When a University or any institution embarks on rapid, unlimited, competitive growth, the burden of the economic imbalances can severely damage healthy development in its social environment: increased poverty, insufficient housing, environmental pollution, and inability to deal with the unintended consequences.

Civic Participation:
At City Council meetings and hearings, encourage citizen participation by allowing people to testify on matters that concern them, especially by allowing them to speak on communications that have been placed on the agenda. Strengthen the powers of the City Council, acting in accord with the charter.

The most important lesson to learn from the destruction in the Gulf is that all governmental authorities left the inhabitants unprepared to deal with both the threat and the disaster. All government, whether local, regional, state, or federal will be unable to handle situations in which only a portion of the inhabitants have the wherewithal to follow government instructions. If the poor and disabled are instructed as if they own a car and they do not, and have no place to go to, the recipe for disaster is there.

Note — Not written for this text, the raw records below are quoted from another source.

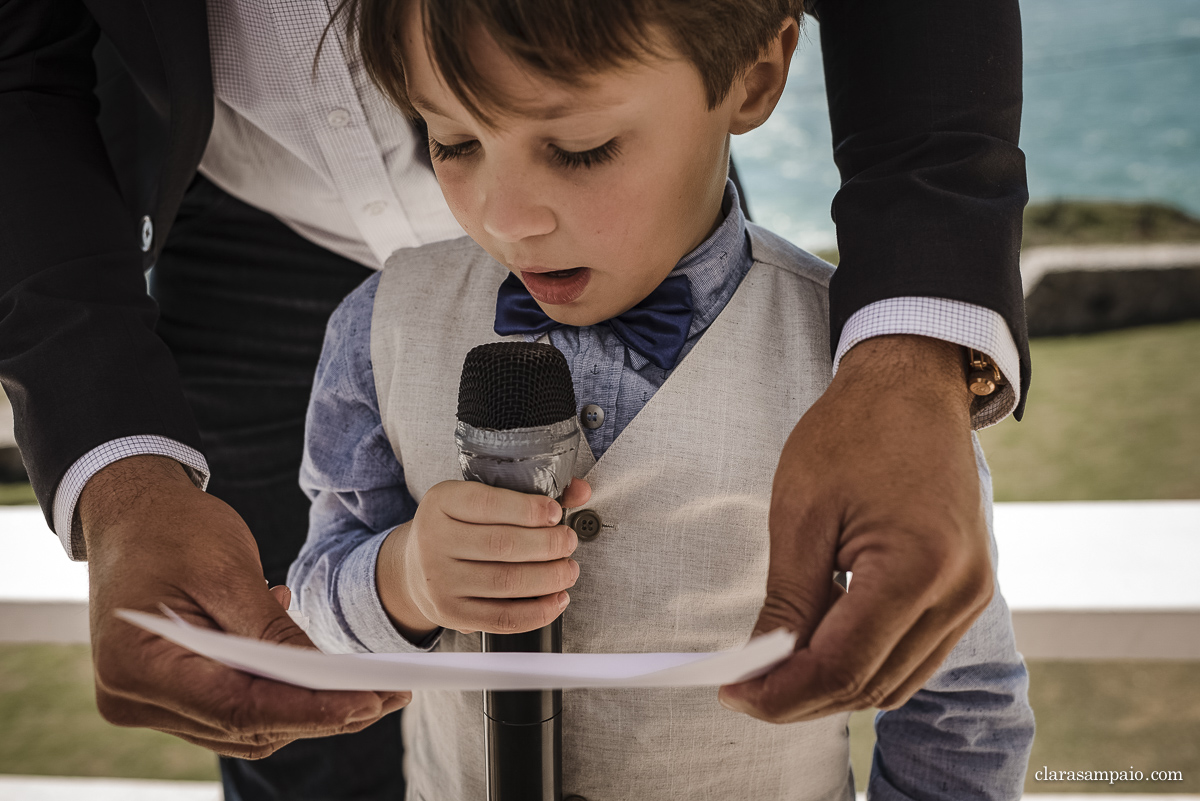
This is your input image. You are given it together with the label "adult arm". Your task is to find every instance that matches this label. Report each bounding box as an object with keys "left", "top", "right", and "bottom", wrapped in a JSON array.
[
  {"left": 0, "top": 0, "right": 405, "bottom": 756},
  {"left": 720, "top": 0, "right": 1028, "bottom": 723},
  {"left": 818, "top": 0, "right": 1030, "bottom": 409},
  {"left": 0, "top": 0, "right": 203, "bottom": 546}
]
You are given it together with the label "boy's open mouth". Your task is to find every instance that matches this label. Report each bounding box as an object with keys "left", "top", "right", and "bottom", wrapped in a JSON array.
[{"left": 520, "top": 267, "right": 592, "bottom": 306}]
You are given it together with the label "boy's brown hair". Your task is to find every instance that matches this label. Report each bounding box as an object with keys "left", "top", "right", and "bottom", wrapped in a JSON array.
[{"left": 334, "top": 0, "right": 805, "bottom": 125}]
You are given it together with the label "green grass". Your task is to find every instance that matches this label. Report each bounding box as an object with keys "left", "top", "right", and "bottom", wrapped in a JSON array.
[
  {"left": 979, "top": 319, "right": 1200, "bottom": 501},
  {"left": 1023, "top": 199, "right": 1200, "bottom": 249},
  {"left": 0, "top": 482, "right": 36, "bottom": 506},
  {"left": 0, "top": 644, "right": 218, "bottom": 781}
]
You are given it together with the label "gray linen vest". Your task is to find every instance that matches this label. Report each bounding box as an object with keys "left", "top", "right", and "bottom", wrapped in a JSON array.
[{"left": 372, "top": 226, "right": 854, "bottom": 801}]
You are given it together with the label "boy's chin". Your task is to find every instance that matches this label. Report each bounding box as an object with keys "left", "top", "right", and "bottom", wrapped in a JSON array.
[{"left": 540, "top": 303, "right": 611, "bottom": 329}]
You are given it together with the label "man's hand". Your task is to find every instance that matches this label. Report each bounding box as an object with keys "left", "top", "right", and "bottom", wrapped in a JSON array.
[
  {"left": 80, "top": 455, "right": 411, "bottom": 759},
  {"left": 719, "top": 335, "right": 994, "bottom": 722}
]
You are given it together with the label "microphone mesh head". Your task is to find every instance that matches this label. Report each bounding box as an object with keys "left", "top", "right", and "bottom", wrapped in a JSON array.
[{"left": 457, "top": 342, "right": 577, "bottom": 429}]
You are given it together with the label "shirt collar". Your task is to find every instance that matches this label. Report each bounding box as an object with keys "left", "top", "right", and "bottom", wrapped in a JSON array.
[{"left": 668, "top": 177, "right": 752, "bottom": 339}]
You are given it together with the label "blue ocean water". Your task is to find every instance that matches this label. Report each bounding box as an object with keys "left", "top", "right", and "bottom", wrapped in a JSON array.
[{"left": 730, "top": 0, "right": 1200, "bottom": 250}]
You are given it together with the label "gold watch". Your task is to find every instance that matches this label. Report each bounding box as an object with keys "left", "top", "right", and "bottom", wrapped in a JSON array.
[{"left": 967, "top": 348, "right": 1006, "bottom": 397}]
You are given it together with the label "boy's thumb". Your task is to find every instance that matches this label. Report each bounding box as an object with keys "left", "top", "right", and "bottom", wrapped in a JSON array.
[{"left": 268, "top": 584, "right": 292, "bottom": 610}]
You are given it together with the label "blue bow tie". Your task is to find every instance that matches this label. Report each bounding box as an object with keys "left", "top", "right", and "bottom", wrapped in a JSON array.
[{"left": 494, "top": 272, "right": 694, "bottom": 371}]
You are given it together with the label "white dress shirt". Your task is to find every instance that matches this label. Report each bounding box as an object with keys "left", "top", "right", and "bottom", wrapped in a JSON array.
[{"left": 51, "top": 0, "right": 1020, "bottom": 558}]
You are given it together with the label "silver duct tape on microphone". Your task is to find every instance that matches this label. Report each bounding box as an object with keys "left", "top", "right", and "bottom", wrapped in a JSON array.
[{"left": 455, "top": 417, "right": 581, "bottom": 498}]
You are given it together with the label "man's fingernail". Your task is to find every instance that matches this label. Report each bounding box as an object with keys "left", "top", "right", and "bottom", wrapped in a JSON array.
[
  {"left": 718, "top": 692, "right": 735, "bottom": 711},
  {"left": 557, "top": 591, "right": 570, "bottom": 608},
  {"left": 548, "top": 503, "right": 562, "bottom": 525}
]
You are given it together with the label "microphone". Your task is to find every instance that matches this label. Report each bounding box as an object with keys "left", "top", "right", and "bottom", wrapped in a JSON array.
[{"left": 456, "top": 341, "right": 581, "bottom": 801}]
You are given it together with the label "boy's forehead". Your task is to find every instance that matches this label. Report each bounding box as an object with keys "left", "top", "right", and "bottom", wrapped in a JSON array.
[
  {"left": 404, "top": 4, "right": 684, "bottom": 126},
  {"left": 408, "top": 87, "right": 623, "bottom": 124}
]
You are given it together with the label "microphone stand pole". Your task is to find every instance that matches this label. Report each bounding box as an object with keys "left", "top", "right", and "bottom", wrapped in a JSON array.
[{"left": 483, "top": 619, "right": 563, "bottom": 801}]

Top down planning does not work. Having a City Manager working and planning under the Homeland Security rules, takes the ability to protect themselves away from our residents, and ignores the fact that FEMA's ability to respond was severely hampered by being placed under that administration. By helping to revive the Riverside Neighborhood Association, becoming a member of the board of the Association of Cambridge Neighborhoods, I have continued to encourage residents of Cambridge to participate actively in the management of their city, and would continue to do so as a City Councillor. "What I know, you will know." is the first principle of sound representative government. It does no good to tell be people to be responsible. In this, like many other things, we have to help each other. Education beginning in kindergarten has an important role to play.

Cambridge Public Schools:
Granted that some schools are trying to make improvements, the Cambridge public school system remains in disarray. Too much attention is given to high school performance, when the real problem and the place where an impact can be made sooner is in the third and earlier grades.

I know the Cambridge Public School System. Civic education is essential. It was American Native Indians who first tried to teach the settlers the importance of taking care of the environment “mother earth”, man can not only take from the earth without returning something to it.

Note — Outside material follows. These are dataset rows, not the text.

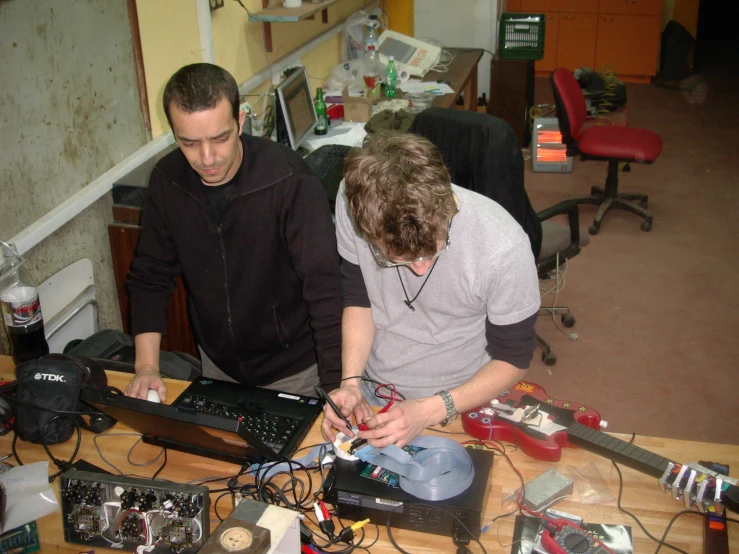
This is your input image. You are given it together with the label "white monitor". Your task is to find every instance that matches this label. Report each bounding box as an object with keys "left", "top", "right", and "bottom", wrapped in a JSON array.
[{"left": 276, "top": 67, "right": 318, "bottom": 150}]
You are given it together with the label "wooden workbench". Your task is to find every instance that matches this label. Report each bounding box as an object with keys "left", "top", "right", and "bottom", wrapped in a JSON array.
[{"left": 1, "top": 357, "right": 736, "bottom": 553}]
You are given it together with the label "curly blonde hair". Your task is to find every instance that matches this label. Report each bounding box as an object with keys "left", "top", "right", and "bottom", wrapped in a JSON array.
[{"left": 344, "top": 131, "right": 458, "bottom": 260}]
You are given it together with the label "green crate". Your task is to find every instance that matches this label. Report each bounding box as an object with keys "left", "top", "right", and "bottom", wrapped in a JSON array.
[{"left": 498, "top": 13, "right": 546, "bottom": 60}]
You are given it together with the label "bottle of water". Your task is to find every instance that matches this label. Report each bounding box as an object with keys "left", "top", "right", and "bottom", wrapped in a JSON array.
[
  {"left": 385, "top": 56, "right": 397, "bottom": 98},
  {"left": 362, "top": 15, "right": 383, "bottom": 94}
]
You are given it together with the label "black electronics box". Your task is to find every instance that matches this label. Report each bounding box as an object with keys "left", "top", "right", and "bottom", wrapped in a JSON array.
[{"left": 325, "top": 447, "right": 493, "bottom": 538}]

When the rubber first hit the road, our awareness of the environment was already late. But as we go through our daily intercourse with human kind, educating the public about our surroundings becomes more important to each of our existences. Since we are a society of human beings and trying to make each of our days on earth better for one and all, our schools should explain and commence the thought of alternative means. There should be a daily consideration during the early school days of the consequences of human production, waste, and general bad habits. This will make the social balance between the money voluntarily spent for an environment for the world -- as opposed to thinking first of profit margin -- and using what is left for other desires that do not put the environment as a priority.

Twenty-eight years is enough! I do not accept the existing relationship between the city manager and the Council. The public disagrees with the manager on issues of civil rights, policing, traffic management, planning, and appointments, while our elected representatives yield to his entrenched power. The elected Council should conduct a national search and hire a fresh manager. In my vision, the Council listens to the citizens, sets policy, and sees to it that its chief employee acts according to its instructions. This structure gives residents the transparent government they deserve.